[Gluster-devel] Brick multiplexing approaches
Shyam
srangana at redhat.com
Tue Jun 14 15:19:35 UTC 2016
On 06/13/2016 02:19 PM, Jeff Darcy wrote:
> "Brick multiplexing" is a new feature, tentatively part of 4.0, that
> allows multiple bricks to be served from a single glusterfsd process.
> This promises to give us many benefits over the current "process per
> brick" approach.
>
> * Lower total memory use, by having only one copy of various global
> structures instead of one per brick/process.
>
> * Less CPU contention. Every glusterfsd process involves several
> threads. If there are more total threads than physical cores, or if
> those cores are also needed for other work on the same system, we'll
> thrash pretty badly. As with memory use, managing each thread type
> as a single pool (instead of one pool per brick/process) will help.
>
> * Fewer ports. In the extreme case, we need only have one process and
> one port per node. This avoids port exhaustion for high node/brick
> counts, and can also be more firewall-friendly.
>
> * Better coordination between bricks e.g. to implement QoS policies.
>
> In short, our current infrastructure just isn't going to let us keep up
> with various trends - higher node counts, containers, hyperconvergence,
> even erasure coding. The question is: how do we do it? There are two
> basic models.
>
> * In the "multiple graph" model, we have multiple separate graphs
> (volfiles) in a single process. This allows them to share logging
> data and threads, polling threads, and many other resources -
> everything anchored at a glusterfs_ctx_t. It does *not* allow them
> to share ports, or anything else anchored by a protocol/server
> translator instance.
>
> * In the "single graph" model, we have multiple graphs joined together
> at the single protocol/server translator. This allows more things to
> be shared, including ports, but does introduce some new problems.

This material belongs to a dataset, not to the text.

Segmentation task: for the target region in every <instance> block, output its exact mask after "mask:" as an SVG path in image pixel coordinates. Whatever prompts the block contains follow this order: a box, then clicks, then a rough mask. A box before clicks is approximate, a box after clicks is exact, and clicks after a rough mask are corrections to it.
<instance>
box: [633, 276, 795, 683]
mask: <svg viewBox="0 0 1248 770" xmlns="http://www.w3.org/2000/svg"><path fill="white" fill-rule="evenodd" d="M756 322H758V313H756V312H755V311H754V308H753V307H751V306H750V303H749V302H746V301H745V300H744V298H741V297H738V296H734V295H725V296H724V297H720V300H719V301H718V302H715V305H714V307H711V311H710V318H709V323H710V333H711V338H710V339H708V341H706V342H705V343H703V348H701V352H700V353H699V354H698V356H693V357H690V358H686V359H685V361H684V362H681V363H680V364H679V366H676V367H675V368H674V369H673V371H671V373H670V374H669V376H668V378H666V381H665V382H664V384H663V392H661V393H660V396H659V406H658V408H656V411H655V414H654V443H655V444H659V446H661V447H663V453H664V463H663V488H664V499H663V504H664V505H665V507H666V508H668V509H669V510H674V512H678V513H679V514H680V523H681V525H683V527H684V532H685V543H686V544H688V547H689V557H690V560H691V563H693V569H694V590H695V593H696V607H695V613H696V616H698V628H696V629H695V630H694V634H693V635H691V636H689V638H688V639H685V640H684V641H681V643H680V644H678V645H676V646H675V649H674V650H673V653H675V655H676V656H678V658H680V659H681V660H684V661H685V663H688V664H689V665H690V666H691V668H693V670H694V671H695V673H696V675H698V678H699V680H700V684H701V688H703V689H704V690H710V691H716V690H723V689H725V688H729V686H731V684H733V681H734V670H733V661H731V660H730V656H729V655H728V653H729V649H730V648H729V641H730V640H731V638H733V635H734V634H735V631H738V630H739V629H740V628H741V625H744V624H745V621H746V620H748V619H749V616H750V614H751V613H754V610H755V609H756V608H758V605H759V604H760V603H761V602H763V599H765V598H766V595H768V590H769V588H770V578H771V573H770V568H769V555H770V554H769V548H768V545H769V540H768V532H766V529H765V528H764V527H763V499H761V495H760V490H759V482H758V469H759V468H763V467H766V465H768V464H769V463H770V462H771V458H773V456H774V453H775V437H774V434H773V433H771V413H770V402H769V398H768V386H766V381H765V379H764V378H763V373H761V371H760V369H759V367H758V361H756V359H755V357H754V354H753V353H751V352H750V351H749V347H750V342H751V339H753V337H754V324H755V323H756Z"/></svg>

> For one thing, it doesn't work if the bricks have different transport
> characteristics (e.g. TLS vs. non-TLS). For another, it raises the
> possibility of a configuration change for one brick causing a graph
> switch that affects all bricks in the process (even if they belong to
> separate volumes).
There is *currently* no graph switch on the bricks (as I understand it).
Configuration changes, yes, but no graph switch as the xlator pipeline
is fixed, if that changes the bricks need to be restarted. Others can
correct me if I am wrong.
Noting the above here, as it may not be that big a deal. Also noting the
'currently' in bold, as the future could mean something different.
>
> I'd prefer to implement the single-graph model, because both the port
> conservation/exhaustion and QoS-coordination issues are important.
> However, that means solving some of the additional problems. In
> particular...
>
> * Most of the incompatible-transport issues can be solved by moving
> various things from the server translator's "private" structure
> (server_conf_t) into per-connection or per-tenant structures. I've
> already done something similar with the inode table for subvolume
> mounts (#13659 in Gerrit) and it's a pain but it's feasible. We
> might also (eventually) need consider implementing parts of the
> multi-graph model as well to host bricks in the same process even
> when their transports are incompatible.
>
> * For the graph-switch problem, we'll need to introduce some idea of
> sub-graphs or related graphs, so that we can compare and switch only
> the part relevant to a single brick. I'd actually like to avoid this
> entirely until we get to GlusterD 2.0, but I'm not sure if we'll be
> able to get away with that.
The sub-graph model seems the best for certain other things, like
preserving the inode and other tables as is by the master xlator. It
does introduce the onus of keeping the inodes (and fd's) current on the
xlators though (watering this down to sub-graph at the sub-brick level
is possible, but that would be 'watering' this concept down). This needs
some more thought, but I do like the direction.
>
> Suggestions, warnings, or other thoughts are welcome.